With the tremendous traffic volumes crossing the bridge on a daily basis the California Department of Transportation, the owner of the structures, decided to sequence the project so that the new third bridge was constructed and operational before the original bridge was demolished. The construction of the new bridge was split into two contracts, one for the south access interchange to the bridge and one for the construction of the new suspension bridge. The south access interchange, called the Crockett Interchange due to the city it is located in, consisted of the construction of new overpasses and off ramps for the new bridge.
C.C. Myers, Inc., Rancho Cordova, CA, USA won the US $64 million contract in late 2000. The new interchange required four major retaining walls be installed in the hilly area at the bridge’s south end. Retaining Walls R1 and R3 were solider pile/tieback walls with treated lagging facing. Northwest Cascade, Inc. won the contract with C.C. Myers for the installation and testing of the tiebacks for these walls.
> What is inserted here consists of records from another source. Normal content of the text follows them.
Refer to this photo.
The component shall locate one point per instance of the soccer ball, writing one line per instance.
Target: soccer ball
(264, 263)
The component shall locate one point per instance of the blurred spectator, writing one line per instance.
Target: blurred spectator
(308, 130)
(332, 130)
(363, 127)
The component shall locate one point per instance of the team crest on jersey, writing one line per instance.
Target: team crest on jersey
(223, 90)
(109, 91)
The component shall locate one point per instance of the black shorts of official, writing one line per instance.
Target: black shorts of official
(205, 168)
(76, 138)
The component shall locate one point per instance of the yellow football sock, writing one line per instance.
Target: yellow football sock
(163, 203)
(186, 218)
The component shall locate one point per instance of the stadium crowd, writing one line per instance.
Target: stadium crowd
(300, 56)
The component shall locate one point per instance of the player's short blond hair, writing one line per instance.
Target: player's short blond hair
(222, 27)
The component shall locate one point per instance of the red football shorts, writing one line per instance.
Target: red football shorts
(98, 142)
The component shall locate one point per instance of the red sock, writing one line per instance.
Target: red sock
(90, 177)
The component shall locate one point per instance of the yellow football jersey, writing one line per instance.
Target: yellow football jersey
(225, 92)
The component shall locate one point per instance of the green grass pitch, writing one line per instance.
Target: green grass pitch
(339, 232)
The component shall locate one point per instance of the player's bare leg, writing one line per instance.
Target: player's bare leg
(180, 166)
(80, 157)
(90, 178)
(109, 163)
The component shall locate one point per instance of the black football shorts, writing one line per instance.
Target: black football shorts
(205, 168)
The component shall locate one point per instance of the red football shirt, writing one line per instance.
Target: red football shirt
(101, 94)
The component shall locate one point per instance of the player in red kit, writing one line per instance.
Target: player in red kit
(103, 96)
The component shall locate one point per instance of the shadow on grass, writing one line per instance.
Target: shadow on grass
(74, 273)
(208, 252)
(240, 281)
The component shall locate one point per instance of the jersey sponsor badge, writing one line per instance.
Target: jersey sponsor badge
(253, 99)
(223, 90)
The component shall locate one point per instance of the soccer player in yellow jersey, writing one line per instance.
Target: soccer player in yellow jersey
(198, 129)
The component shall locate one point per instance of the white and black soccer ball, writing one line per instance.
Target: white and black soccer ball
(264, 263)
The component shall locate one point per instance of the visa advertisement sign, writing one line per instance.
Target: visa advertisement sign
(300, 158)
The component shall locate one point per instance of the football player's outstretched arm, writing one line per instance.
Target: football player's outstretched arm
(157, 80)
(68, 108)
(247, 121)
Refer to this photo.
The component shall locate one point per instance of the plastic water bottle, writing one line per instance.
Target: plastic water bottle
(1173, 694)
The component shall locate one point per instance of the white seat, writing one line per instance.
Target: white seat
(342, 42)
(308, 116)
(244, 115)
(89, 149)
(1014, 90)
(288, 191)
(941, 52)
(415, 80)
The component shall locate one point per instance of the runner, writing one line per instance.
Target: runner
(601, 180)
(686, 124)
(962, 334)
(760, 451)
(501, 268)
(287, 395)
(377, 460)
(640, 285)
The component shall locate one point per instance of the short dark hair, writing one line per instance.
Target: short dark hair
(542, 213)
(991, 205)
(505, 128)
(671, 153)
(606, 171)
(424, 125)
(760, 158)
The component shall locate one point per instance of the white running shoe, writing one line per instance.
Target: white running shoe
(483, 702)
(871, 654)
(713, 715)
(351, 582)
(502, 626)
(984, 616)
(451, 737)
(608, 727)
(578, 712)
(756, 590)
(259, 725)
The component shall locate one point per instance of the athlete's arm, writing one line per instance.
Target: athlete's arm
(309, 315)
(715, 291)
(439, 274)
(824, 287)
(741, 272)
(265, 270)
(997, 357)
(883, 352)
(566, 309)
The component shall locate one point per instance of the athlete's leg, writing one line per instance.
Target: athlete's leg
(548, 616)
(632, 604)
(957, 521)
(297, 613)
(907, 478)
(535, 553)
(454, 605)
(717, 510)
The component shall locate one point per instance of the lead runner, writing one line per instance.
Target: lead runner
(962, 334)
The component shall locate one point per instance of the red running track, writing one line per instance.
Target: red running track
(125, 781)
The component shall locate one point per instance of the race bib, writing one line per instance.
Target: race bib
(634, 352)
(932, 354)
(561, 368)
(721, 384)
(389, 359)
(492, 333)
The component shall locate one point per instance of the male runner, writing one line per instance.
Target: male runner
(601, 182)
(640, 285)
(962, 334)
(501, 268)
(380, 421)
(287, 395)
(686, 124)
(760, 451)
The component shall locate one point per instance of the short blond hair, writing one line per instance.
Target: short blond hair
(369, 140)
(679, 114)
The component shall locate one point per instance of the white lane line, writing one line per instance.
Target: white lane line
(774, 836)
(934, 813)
Wall R1 was the biggest wall on the site and one of the biggest of its kind in the world. Standing nearly 20.5 m at its tallest point and ranging 168 m in length, the wall cut a massive face into the existing hillside. As a result of the unstable soils, variable water table and extreme seismic loads, due to its proximity to the San Andreas Fault, the anchors used in this wall had to be designed to reach far into the hillside and retain sizable loads. Of the 342 anchors 200 were over 30 m in length with the longest at 40.8 m. Test loads of these 6 to 8 strand anchors ranged from 1,000 to 1,500 kN in bonded length of 10 to 28 m. The tiebacks were grouted in five stages. The wall was typical top down construction with six lifts total.
The ties were installed through drilled double WF-Section piles. The wall was faced with creosote treated timber lagging. Wall R3 was comparatively small in scale and scope. It ran along the freeway for approximately 300 m ranging from 2 m to 7.5 m height. Two rows consisting of 112 EA, 4 to 7 strand DYWIDAG Double Corrosion Protected Anchors were installed through double WF-Section solider piles. The anchors averaged 22 m in length with 4 to 9 m bond zones, designed to withstand forces ranging from 400 to 1,200 kN.
The shear magnitude of the anchors and scope of the job was the biggest challenge on this project. This challenge was overcome by pre-job planning an attention to detail and organization by the project team and suppliers.